Friday question answered
Again, I want to thank all who commented on Friday's open thread on who is the big winner and who is the big loser in the Bush tax cuts deal. Kudos for the high level of discourse. There were a number of interesting and provocative answers, but sold2u touched on several key issues on the subject of who wins and who loses on the tax agreement and what Speaker Nancy Pelosi will do:
The biggest winner is the unemployed. At least they get a little peace of mind over the holidays. If the extension actually helps encourage new hiring, even better. The unemployed are due a little luck.
The losers - liberal academic economists like Krugman and Reich. Obama has signed off on the tax cuts and sold it as a stimulus plan. The political Left has abandoned the Keynsian "increase spending / increase taxes" worldview. Both Krugman and Reich will continue to argue their viewpoints to the faithful reading HuffPo and the NYT, as opposed to the real decision makers in Washington. Their prescriptions came close to being actual policy; now they are just another academic exercise...
Nancy [Pelosi] will try and get a bone regarding increasing the estate level taxation. However she knows that the deal can only get worse if she kicks it to the next Congress. The Left already has been working the narrative that they really got the better of the deal. This will give her the cover to go along with it.
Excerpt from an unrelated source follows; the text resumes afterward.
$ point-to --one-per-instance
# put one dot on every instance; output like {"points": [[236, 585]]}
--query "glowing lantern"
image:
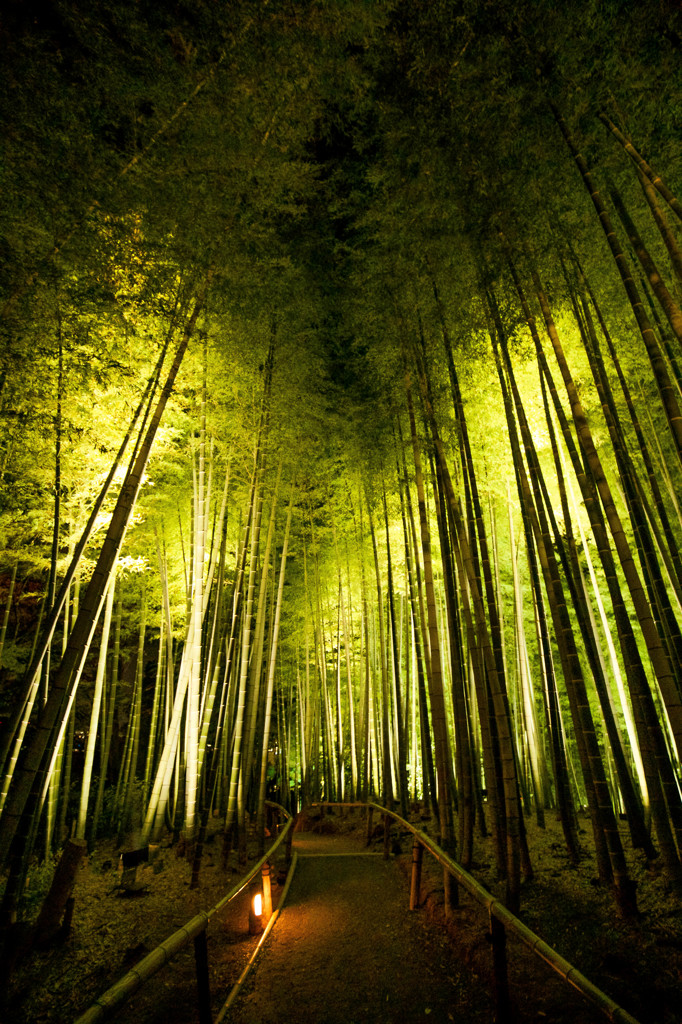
{"points": [[256, 913]]}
The unemployed should rejoice, although I'm not certain whether the reader is referring to the extension of unemployment benefits or the Bush tax cuts. As others, including Larry Summers, have argued, extension of unemployment benefits tends to prolong, not shorten, the span of unemployment. As for the Bush tax cuts, there is a political reason for each side to extend it only two years, but the economics on a two-year deal are shaky. Democrats still think tax "fairness" is a winner and they want to keep it alive for the 2012 election; Republicans think it's a loser so they also want to fight about it again in two years. But does it make sense from a business perspective? Probably not. To get the biggest bang for the buck, a permanent extension, providing certainty for employers as to their future costs, would be ideal. But, alas, this is a compromise, so the unemployed should be glad that their chances of finding work are marginally improved.
I agree with the reader that the soak-the-rich liberal dogma and their propensity to divorce tax policy from economic performance were seriously undermined by Obama's embrace of the Bush tax cuts. But the president is also a loser, though he did not need to be. A cranky press conference, an unfavorable side-by-side comparison to Bill Clinton and the avalanche of liberal criticism have left him bruised and politically vulnerable. If you want to triangulate you have to do with good cheer and confidence, not with a kick in the shins to both sides. Obama's petulance is getting the better of him.
As for Pelosi, I suspect she won't even get a crumb. The Senate is due to vote on cloture this afternoon. If there are 60 votes (I'l bet the number will be at least 65), that is the only bill, that's going to make it through the House. If the bills are different, we'll need a conference committee and another round of votes. All before Christmas? Fuggetaboutit. The Senate bill be the final deal, and Pelosi will get her first taste of what the 112th Congress will be like (i.e. unpleasant for liberals).